No problem. A team of about 200 photographers outside one of the world's greatest monuments to love can help you realise your dream.

"It's all about trick photography," said Sandeep Shivhare, a photographer who's been clicking people in different poses for more than a decade. "But things have changed since the advent of digital cameras. Now there are fewer takers for our pictures."

Loving memory

The Taj's birthday, though, has brought a boom for Shivhare and other photographers at one of the Seven Wonders of the World.

India has just begun six months of celebrations marking the 350th birthday of the white marble mausoleum, built by grief-stricken Mughal emperor Shahjahan in memory of his beloved wife Mumtaz Mahal.

The monument was completed in 1654 and since late last month there has been no shortage of people posing in front of the famous backdrop to celebrate its anniversary.

On one day recently, hundreds of tourists from Indian brides in tinkly red bangles to giggly school children and Western backpackers streamed in and waited their turn to sit on a white marble bench on which many celebrities have been photographed.

Princess Diana has sat on it, as has from former US President Bill Clinton, Pakistani President Pervez Musharraf and Jacqueline Kennedy.

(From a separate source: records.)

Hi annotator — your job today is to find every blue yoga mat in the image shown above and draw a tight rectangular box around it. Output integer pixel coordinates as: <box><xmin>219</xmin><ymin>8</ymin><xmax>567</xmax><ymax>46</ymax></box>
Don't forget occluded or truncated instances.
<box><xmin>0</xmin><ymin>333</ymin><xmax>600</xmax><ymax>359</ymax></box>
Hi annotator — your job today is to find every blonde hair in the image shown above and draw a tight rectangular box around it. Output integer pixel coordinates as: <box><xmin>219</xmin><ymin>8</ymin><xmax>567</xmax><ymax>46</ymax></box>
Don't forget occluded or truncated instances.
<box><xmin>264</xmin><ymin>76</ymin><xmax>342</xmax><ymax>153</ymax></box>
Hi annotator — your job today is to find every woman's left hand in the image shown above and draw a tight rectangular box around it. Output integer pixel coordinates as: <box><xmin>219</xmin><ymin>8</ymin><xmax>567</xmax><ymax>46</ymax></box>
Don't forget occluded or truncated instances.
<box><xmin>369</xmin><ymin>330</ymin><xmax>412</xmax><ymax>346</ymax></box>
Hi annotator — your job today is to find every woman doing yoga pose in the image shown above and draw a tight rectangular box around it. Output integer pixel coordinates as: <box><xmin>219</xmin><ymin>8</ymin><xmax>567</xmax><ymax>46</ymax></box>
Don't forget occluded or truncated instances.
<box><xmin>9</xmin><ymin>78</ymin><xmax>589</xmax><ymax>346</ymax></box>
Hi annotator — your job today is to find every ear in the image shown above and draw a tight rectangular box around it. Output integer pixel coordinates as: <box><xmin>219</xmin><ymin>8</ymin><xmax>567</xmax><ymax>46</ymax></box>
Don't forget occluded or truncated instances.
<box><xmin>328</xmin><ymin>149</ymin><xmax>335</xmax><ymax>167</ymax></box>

The team of photographers many of them with nothing more than rudimentary cameras know all the best angles. They say that all together they click about 1,000 photographs a day at Rs50 (Dh4) a piece.

Popular bench

The most popular poses?

"The Holding Taj", which creates the illusion of pinching the top of the onion dome and "The Jumping Taj" which has people flying off the Taj.

"For people from Britain, we call it the Diana Bench, and if there's somebody from America, we say it's the Bill Clinton Bench," laughed Shivhare as people jostled to be photographed near the Taj's manicured lawns. "Otherwise, it's just the VIP bench." The Taj is in the old town of Agra, 200 km southeast of New Delhi.

D.K. Burman, an official organising festivities in Agra, said recent celebrations, including a kite-flying contest and a concert of Indian classical music with the Taj as the backdrop, were all part of selling the monument to the world.

"It's part of our marketing strategy. Although the Taj gets many visitors, you can't stop marketing it. It's like Surf, the detergent, it sells a lot but that doesn't mean you don't market Surf any more."

The government of Uttar Pradesh state, where Agra is located, has also sought permission to open the Taj for night viewing on full-moon nights as part of the celebrations.

Day or night, though, the monument is breath-taking. The perfection of the white marble mausoleum has always captivated photographers.

Mystical marvel

There are countless books on the subject, but one of the best known is by Indian photographer Raghu Rai, who captures the Taj Mahal in its many moods dreamy and mystical in the monsoon mist, radiant against a marmalade-coloured winter sky, and pensive and eternal against the flames of a funeral pyre.

"Just like Shahjahan loved Mumtaz, I love the Taj Mahal. It's that kind of an affair," laughed Rai recently in a programme on television channel Headlines Today.

Legend has it that Mumtaz Mahal won Shahjahan's heart when she was just 15 at a festival where the nobleman's coquettish daughter told him a large bauble of glittering glass was a diamond worth Rs10,000 (Dh810), a princely sum in those days.

Grief-stricken

Apparently, she teased him that even he couldn't afford that amount, whereupon the prince handed her the money and also his heart. When she died giving birth to their 14th child the grief-stricken emperor is said to have turned grey overnight.

Over the next 22 years, 20,000 workers laboured to fashion the perfectly shap-ed dome, four minarets and marble walls inlaid with precious and semi-precious stones.

The story goes that Shahjahan ordered the hands of the builders be cut off and the calligraphers blinded so they could never recreate the Taj Mahal.

"It's still the most beautiful building in the world. The romance and the whole story are just amazing," said one Australian tourist. "No visit to India is complete without seeing the Taj."